I don't know if you can detect which side was hit by default (for a normal collision check in most cases the answer is no, it just returns a boolean of whether there's a collision or not), but there are other ways around this.
Obviously if you just say "is there a collision? Reflect" you can run into a problem where the ball hits the wall, reflects but not enough to actually make it back to "outside" the wall, reflects again, and so on every frame where it just gets stuck in the wall forever. So you need to avoid that. One of many ways of doing this: treat the ball as a state machine that is by default in the "non-reflecting" state. When in this state and you detect a collision, change it to the "reflecting" state. When in the reflecting state, ignore collisions, and only return to the non-reflecting state when there is NO collision.

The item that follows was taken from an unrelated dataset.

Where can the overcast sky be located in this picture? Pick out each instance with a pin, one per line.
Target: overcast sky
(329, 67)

Another problem: how do you tell the difference between a side collision (horizontal reflection) and a top or bottom collision (vertical reflection)? The original Breakout actually didn't make this distinction, so much; when the ball hit a brick, it would reflect vertically no matter where it hit, and the walls and ceiling were presumably hard-coded (checking the x or y coordinates of the ball). Changing the trajectory on collision with paddle is just a matter of comparing the x coordinate of the ball with the paddle to figure out sides. You could use that method for other things as well, so if you wanted the ball to reflect horizontally OR vertically against a brick, I'd be comparing the coordinates of the brick with the ball.